The assumptions on which neoclassical theory is formulated is sometimes not true. Thinking that there is always the possibility to find a solution that is acceptable to all is not always true. There are several conflicting interests among distinct groups that are merely structural and not physiological. This aspect is not covered in neo-classical theory. No specific organizational structure is suitable for all organizations. Various organizational formats introduced by the neoclassicists are not acceptable in all situations.

Neoclassical theory is only a modification of classical organization theory. It also suffered from similar drawbacks from which classical organization theory suffered. It lacked a unified approach to organization. This theory has been criticized by the fact it is nothing more than “ a commonplace of descriptive and empirical information as it has mainly relied on the Harthword Experiment”.

Fun Facts

  • Neoclassical theory is based on the assumption that makes its structure irrelevant for different organisation situations. 

  • This theory is a modified version of the classical theory that includes behavioural sciences in business management.


The neoclassical theory tried to overcome the drawbacks of classical organization theory. It introduced the concept of informal organization and the human behaviour approach in the study of organizational functioning. However, the neoclassical theory is also not free from several drawbacks. Like the classical theory of organization, the neo-classical theory is also suffered from incompetency, a short-sighted approach, and lack of integration among many facts of human behaviour studied by it.

FAQs on Neo-Classic Organization Theory

1. What is the difference between classical theory and neoclassical theory?

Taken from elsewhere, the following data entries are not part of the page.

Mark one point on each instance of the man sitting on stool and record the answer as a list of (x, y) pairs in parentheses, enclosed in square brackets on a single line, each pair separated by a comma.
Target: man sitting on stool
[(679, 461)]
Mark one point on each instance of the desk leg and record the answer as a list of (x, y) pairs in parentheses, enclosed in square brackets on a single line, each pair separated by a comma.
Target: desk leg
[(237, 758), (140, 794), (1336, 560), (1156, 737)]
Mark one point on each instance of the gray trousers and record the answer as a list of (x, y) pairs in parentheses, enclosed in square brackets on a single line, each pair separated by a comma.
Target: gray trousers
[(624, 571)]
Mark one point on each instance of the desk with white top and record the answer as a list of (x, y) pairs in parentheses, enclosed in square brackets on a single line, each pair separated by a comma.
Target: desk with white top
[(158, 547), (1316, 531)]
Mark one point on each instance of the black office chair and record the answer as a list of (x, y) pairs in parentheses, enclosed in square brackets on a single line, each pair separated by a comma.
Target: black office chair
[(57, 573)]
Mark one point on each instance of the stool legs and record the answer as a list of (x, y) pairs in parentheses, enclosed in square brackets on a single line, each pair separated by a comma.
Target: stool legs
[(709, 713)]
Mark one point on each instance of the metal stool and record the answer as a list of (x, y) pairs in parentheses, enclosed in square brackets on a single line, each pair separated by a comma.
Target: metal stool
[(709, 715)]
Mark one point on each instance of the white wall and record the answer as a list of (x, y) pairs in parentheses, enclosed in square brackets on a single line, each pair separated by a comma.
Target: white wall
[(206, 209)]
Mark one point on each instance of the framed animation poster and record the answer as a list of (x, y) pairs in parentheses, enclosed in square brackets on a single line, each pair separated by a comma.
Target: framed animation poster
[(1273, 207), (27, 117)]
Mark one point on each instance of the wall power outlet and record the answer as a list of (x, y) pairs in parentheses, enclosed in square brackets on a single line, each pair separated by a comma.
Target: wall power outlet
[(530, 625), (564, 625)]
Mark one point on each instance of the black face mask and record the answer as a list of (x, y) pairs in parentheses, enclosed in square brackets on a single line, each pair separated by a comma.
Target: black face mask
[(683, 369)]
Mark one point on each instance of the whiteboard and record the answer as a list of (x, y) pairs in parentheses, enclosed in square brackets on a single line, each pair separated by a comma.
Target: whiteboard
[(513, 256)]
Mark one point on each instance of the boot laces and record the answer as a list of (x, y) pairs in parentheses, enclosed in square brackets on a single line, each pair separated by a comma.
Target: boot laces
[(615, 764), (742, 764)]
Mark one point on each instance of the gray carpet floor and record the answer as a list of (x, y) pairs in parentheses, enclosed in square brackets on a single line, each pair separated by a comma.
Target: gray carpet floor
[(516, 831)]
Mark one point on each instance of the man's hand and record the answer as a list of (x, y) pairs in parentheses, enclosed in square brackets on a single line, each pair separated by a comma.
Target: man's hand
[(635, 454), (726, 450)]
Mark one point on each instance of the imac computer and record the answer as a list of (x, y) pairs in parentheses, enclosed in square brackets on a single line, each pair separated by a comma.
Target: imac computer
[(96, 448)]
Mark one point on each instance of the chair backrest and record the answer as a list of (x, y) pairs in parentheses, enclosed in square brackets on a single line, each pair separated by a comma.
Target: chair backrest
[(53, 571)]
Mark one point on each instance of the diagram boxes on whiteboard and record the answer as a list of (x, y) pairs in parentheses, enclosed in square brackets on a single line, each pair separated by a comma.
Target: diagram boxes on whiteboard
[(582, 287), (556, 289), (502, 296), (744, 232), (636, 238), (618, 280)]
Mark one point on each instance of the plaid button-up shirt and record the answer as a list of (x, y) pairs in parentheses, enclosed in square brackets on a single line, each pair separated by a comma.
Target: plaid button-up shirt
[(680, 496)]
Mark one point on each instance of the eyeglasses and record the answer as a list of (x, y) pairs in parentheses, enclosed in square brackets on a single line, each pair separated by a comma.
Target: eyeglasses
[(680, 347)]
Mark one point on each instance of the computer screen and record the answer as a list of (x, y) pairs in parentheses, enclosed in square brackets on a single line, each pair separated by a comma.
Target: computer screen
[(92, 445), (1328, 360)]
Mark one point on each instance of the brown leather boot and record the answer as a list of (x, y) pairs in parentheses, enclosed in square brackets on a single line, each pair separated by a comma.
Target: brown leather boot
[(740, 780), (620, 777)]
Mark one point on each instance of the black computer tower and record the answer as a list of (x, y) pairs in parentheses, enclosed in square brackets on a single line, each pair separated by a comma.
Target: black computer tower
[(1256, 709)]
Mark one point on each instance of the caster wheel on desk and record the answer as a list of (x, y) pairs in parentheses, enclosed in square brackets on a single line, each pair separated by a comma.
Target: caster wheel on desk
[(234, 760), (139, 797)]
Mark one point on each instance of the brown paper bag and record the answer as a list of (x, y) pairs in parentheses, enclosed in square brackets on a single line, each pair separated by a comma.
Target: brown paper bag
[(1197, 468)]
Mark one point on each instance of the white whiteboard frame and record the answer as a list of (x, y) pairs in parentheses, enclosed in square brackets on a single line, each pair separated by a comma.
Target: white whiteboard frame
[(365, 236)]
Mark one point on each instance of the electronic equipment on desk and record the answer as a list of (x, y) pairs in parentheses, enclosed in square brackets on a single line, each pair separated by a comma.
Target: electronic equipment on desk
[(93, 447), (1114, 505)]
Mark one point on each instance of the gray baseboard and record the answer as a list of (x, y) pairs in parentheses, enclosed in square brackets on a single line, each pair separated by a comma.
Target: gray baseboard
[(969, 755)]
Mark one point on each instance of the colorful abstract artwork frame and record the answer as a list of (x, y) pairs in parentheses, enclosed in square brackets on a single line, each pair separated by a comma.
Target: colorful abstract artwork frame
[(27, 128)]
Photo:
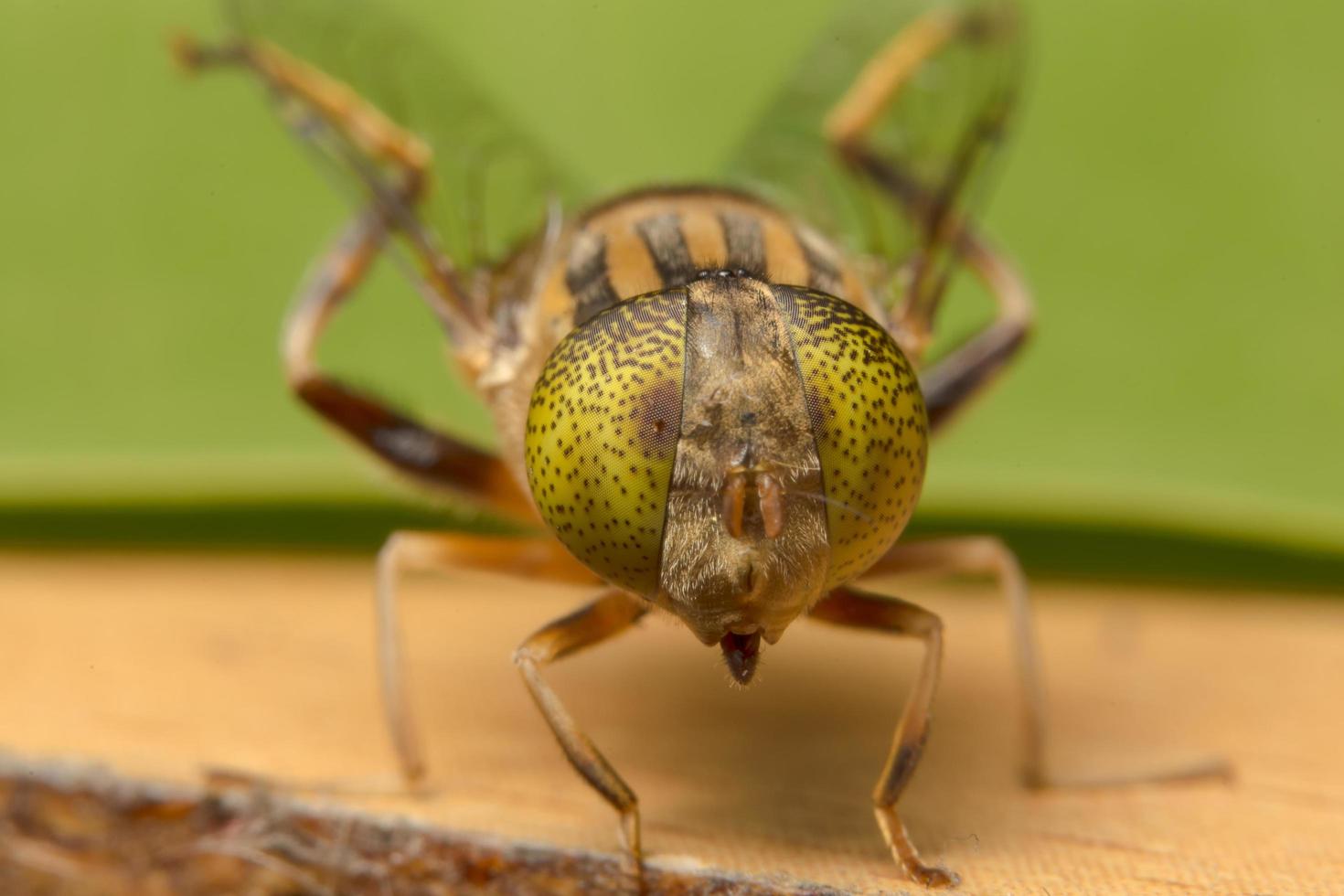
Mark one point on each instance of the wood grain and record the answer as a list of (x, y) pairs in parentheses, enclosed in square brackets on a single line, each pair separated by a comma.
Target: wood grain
[(157, 667)]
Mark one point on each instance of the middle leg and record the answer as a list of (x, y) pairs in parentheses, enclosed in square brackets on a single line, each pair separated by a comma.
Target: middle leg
[(989, 557)]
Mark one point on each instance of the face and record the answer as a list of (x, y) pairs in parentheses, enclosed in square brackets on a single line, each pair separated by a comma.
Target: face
[(729, 450)]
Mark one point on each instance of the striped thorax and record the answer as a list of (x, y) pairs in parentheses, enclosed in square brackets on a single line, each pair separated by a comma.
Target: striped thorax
[(717, 423)]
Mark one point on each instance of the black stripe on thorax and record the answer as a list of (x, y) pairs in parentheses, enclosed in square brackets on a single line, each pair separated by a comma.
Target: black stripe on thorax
[(666, 242), (588, 278), (743, 243)]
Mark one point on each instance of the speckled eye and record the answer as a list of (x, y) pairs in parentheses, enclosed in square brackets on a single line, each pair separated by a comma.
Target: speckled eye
[(869, 422), (603, 432)]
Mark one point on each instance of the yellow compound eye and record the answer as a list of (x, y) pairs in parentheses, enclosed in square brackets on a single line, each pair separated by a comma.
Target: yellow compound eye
[(603, 432), (869, 422)]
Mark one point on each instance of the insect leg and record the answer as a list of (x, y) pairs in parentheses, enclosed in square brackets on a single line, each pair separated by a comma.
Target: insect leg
[(986, 555), (605, 617), (946, 235), (369, 139), (408, 445), (849, 607), (425, 551)]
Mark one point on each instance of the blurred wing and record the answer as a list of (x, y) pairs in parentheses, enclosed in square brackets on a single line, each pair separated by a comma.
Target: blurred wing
[(489, 185), (917, 94)]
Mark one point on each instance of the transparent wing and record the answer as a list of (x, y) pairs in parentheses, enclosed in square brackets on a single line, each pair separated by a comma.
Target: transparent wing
[(489, 183), (884, 132)]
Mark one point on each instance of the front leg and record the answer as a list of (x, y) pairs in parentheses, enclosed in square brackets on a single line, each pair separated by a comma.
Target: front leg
[(848, 607), (933, 208), (608, 615)]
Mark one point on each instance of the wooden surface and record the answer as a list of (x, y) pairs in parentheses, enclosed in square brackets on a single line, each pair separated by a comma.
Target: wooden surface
[(155, 667)]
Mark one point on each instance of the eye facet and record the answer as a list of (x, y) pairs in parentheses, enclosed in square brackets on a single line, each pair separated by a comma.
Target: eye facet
[(601, 440), (869, 422)]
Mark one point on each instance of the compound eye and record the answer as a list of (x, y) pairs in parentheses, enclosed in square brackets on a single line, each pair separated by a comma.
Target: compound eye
[(603, 430), (869, 422)]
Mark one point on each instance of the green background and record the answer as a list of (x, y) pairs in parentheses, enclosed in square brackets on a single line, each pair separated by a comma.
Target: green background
[(1172, 192)]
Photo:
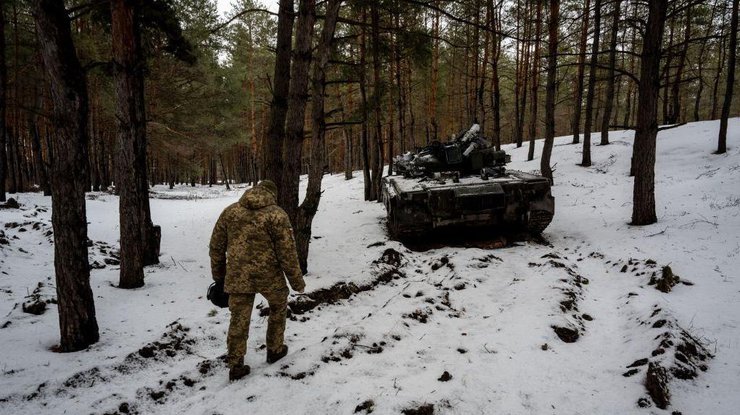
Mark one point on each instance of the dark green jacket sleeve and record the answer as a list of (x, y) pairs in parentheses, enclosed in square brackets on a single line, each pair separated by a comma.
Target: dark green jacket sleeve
[(219, 239), (285, 250)]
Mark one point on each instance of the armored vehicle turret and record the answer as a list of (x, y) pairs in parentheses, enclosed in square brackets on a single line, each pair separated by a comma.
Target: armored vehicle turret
[(464, 183)]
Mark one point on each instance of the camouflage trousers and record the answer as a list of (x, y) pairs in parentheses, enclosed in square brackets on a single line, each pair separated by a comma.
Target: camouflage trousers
[(240, 306)]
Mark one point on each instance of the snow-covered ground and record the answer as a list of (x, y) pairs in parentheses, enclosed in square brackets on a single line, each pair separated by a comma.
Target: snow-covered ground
[(486, 317)]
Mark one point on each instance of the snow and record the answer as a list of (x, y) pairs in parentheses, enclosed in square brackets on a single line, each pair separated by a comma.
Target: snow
[(489, 313)]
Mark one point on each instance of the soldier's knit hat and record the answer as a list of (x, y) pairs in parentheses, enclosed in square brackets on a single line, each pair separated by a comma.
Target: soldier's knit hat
[(270, 186)]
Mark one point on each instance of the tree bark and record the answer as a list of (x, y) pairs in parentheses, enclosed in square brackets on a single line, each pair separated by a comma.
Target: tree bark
[(376, 155), (139, 237), (722, 139), (295, 117), (77, 322), (310, 204), (281, 85), (3, 106), (610, 78), (495, 80), (674, 109), (535, 83), (586, 160), (552, 56), (578, 95), (643, 207)]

The classical theory believes that labour is the only single source of value of goods produced in the economy whereas the neoclassical theory believes that there should be a minimum of two factors of production i.e. labour and capital should be used in the production of goods. Two countries differ only in terms of their relative factor endowments. One country adopts a relatively labour-oriented approach whereas the other country adopts a relatively capital-oriented approach.

2. What are the main propositions of neoclassical theory?

The main proposition of neoclassical theory is:

  • The organization is generally a social system that includes several interacting parts.

  • Informal organizations exist within the formal organization and are affected by as well as affect each other. 

  • Being independent, the behaviour of human beings can be predicted in terms of social factors at work.

  • Teamwork is significant for higher productivity.

  • Communication is important as it carries information related to the organization's functioning and people’s feelings at work.

  • A conflict between individual and organization goals is often observed. There is a need to coordinate both the organization and individual goals.

3. Who is the father of neo-classical theory?

Alfred Marshall is regarded as the father of neo-classical theory.

4. What are the Two Movements in Neoclassical Theory and Describe any One of the Movements?

The neoclassical theory includes theories and approaches that are centralised on the human side of a company. The neoclassical theory has two prime sources: behavioural movement and the human relations movement.

The human relation movement was a result of Elton Mayo and Fritz J. Roethlisberger's Hawthorne research. It was designed to analyse ways to improve productivity at the Western Hawthorne Works factory by examining work situations related to rest periods, lighting levels, duration, or length of a working day. 

During the experiment, productivity levels increased but not due to Roethlisberger and Mayo’s situations on the workers. As they can not correlate the improved productivity with the imposed situation, new factors emerged. High morale was found in the group during the experiment. This morale developed indirectly due to the situations imposed by the researcher.